Editor’s note: This article was initially published in The Daily Gazette, Swarthmore’s online, daily newspaper founded in Fall 1996. As of Fall 2018, the DG has merged with The Phoenix. See the about page to read more about the DG.

This semester, many students in Sharples have noticed the appearance of organic cereals and bright green heart stickers that denote organic food products or food prepared without transfats. Sharples’ purchasing director Janet Kassab has observed that most of these “changes” are actually responses to student requests to know what kinds of ingredients are in the food that we eat in Sharples.

“What the students want, we do our best to give,” explains Kassab, who is eager to meet the needs and requests of students, citing the daily efforts to provide alternative meals for those who cannot eat certain ingredients. The addition of organic cereals, which Kassab jokingly refers to as her “hippie corner,” was specifically intended to meet the needs of students who need wheat or gluten free cereal.

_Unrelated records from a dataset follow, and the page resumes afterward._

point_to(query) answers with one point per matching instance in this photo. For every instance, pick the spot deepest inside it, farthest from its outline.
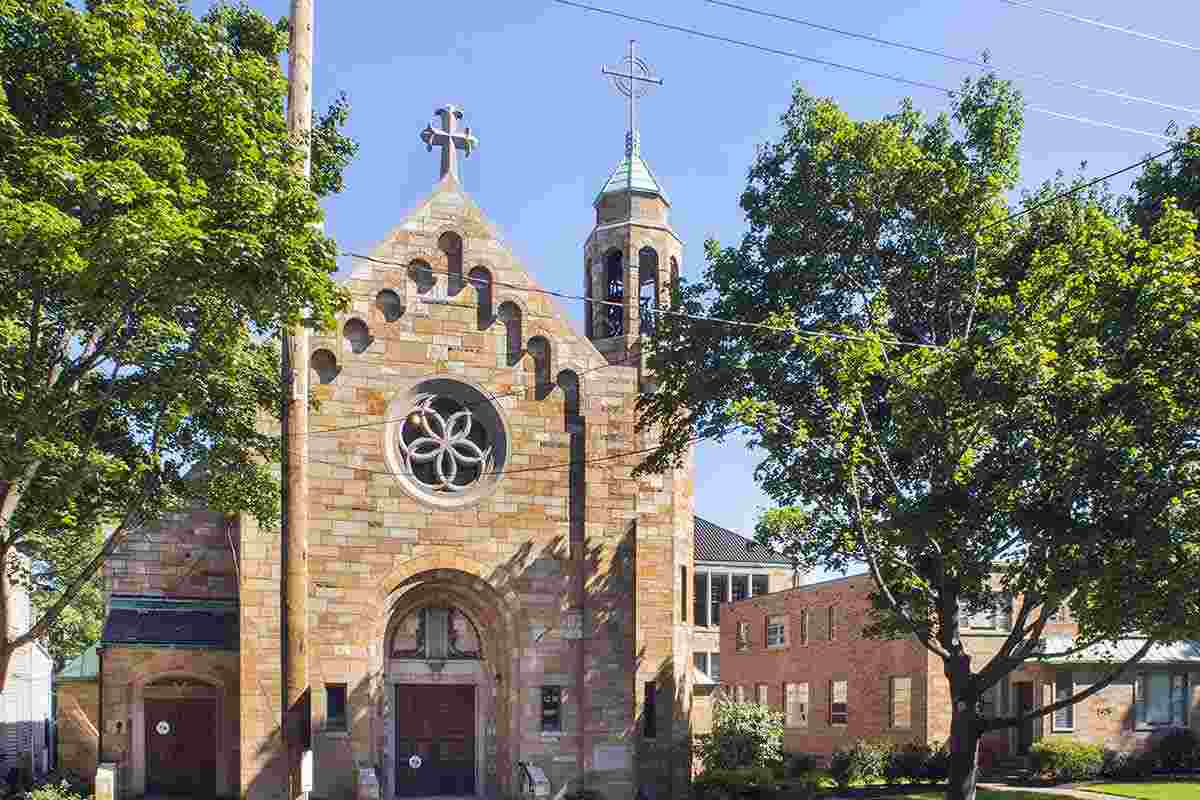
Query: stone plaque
(573, 625)
(610, 757)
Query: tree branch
(1008, 722)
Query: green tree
(1021, 422)
(155, 235)
(744, 734)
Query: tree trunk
(964, 745)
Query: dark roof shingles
(717, 543)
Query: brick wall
(867, 666)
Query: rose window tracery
(443, 446)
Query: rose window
(447, 441)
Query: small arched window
(615, 293)
(648, 290)
(450, 244)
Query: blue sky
(527, 73)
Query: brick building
(489, 582)
(803, 651)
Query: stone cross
(450, 139)
(633, 78)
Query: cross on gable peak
(450, 139)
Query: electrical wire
(957, 59)
(835, 65)
(659, 310)
(1097, 23)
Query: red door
(435, 740)
(181, 753)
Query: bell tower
(631, 258)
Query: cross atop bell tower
(450, 139)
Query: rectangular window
(988, 703)
(743, 637)
(1063, 687)
(719, 593)
(649, 710)
(901, 702)
(777, 631)
(839, 708)
(552, 709)
(683, 594)
(335, 707)
(796, 714)
(1161, 699)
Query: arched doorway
(178, 733)
(448, 689)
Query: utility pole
(294, 539)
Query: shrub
(1061, 758)
(744, 783)
(799, 764)
(744, 734)
(1126, 765)
(937, 768)
(1176, 751)
(861, 763)
(909, 763)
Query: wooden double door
(435, 740)
(181, 753)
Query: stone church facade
(490, 585)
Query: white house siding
(25, 701)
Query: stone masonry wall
(77, 714)
(369, 537)
(867, 666)
(186, 554)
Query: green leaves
(964, 402)
(155, 235)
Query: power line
(957, 59)
(1077, 188)
(655, 310)
(1097, 23)
(835, 65)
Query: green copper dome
(631, 174)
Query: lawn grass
(1186, 789)
(981, 794)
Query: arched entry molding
(151, 683)
(444, 581)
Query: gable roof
(84, 666)
(717, 543)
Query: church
(492, 594)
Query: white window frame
(780, 627)
(796, 704)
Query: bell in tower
(631, 258)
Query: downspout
(100, 713)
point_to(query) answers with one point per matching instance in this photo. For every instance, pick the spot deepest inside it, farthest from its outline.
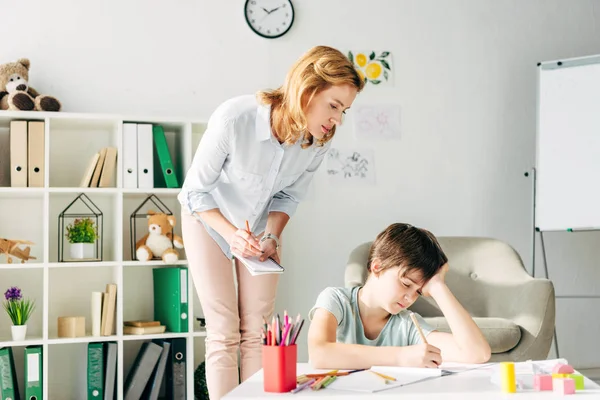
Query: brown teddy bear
(159, 241)
(15, 92)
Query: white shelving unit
(64, 288)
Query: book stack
(101, 169)
(143, 327)
(103, 310)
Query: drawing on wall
(377, 121)
(351, 166)
(374, 68)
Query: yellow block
(507, 377)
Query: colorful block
(578, 381)
(542, 382)
(562, 369)
(563, 385)
(507, 377)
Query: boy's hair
(316, 70)
(410, 248)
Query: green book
(9, 387)
(95, 371)
(33, 373)
(164, 157)
(171, 297)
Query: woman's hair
(410, 248)
(318, 69)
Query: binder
(175, 370)
(4, 157)
(129, 155)
(98, 170)
(34, 386)
(170, 298)
(95, 365)
(145, 160)
(110, 370)
(9, 387)
(164, 157)
(35, 156)
(108, 170)
(153, 387)
(140, 372)
(18, 153)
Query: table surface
(470, 384)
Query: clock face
(269, 18)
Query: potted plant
(19, 310)
(82, 235)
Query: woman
(254, 163)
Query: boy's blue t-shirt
(343, 304)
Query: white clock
(269, 18)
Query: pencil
(414, 319)
(384, 377)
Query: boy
(370, 325)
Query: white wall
(465, 79)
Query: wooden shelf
(64, 288)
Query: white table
(474, 384)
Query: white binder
(129, 155)
(145, 159)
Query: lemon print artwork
(372, 67)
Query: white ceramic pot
(18, 332)
(82, 250)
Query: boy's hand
(437, 280)
(419, 355)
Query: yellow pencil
(382, 376)
(414, 319)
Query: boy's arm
(324, 352)
(466, 343)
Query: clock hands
(269, 12)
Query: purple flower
(13, 294)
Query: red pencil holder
(279, 368)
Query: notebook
(257, 267)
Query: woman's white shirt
(240, 168)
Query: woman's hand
(244, 244)
(269, 250)
(437, 280)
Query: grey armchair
(515, 311)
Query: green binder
(171, 298)
(9, 387)
(95, 371)
(34, 386)
(164, 157)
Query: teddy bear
(15, 92)
(159, 241)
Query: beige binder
(36, 154)
(89, 172)
(18, 153)
(98, 170)
(109, 169)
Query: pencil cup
(279, 368)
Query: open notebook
(366, 381)
(256, 267)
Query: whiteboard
(567, 188)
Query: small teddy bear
(15, 92)
(157, 242)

How else do students make requests of Sharples? “The napkin board is fairly effective.” The attention to transfats, for example, is actually a result of questions from students. While the switch to transfat free frying oil was nothing new, the big difference is that Sharples is now “advertising” the lack of transfats. The new philosophy on healthy ingredients in Sharples: “If you’ve got it, flaunt it,” Kassab says, alluding to stickers such as those marking the low fat yogurts and visible cartons for organic tomatoes.

Kassab also observes that when it comes to food with transfats, “the real culprits are the baked goods.” However, Kassab hopes to address that as well, since General Mills, which recently bought Pillsbury, has been creating new frozen baked goods with fewer tranfats in their preservatives.

The attention students are paying to healthy food is “here to stay” in Kassab’s opinion. She doubts that the consumption of foods with these healthy ingredients is dramatically different than before the labelling system, although “if anything, we’ve had less this year to send to the homeless at the end of the week,” students are definitely more concerned about what they’re putting in their mouths.

As part of an effort to encourage this awareness, Kassab has been hoping to have a health awareness day in March as well as running a competition (the materials for which can be found in the office at the top of Sharples) to design a new slogan and logo to mark special health-conscious selections at Sharples. The student whose submission is selected will win a prize.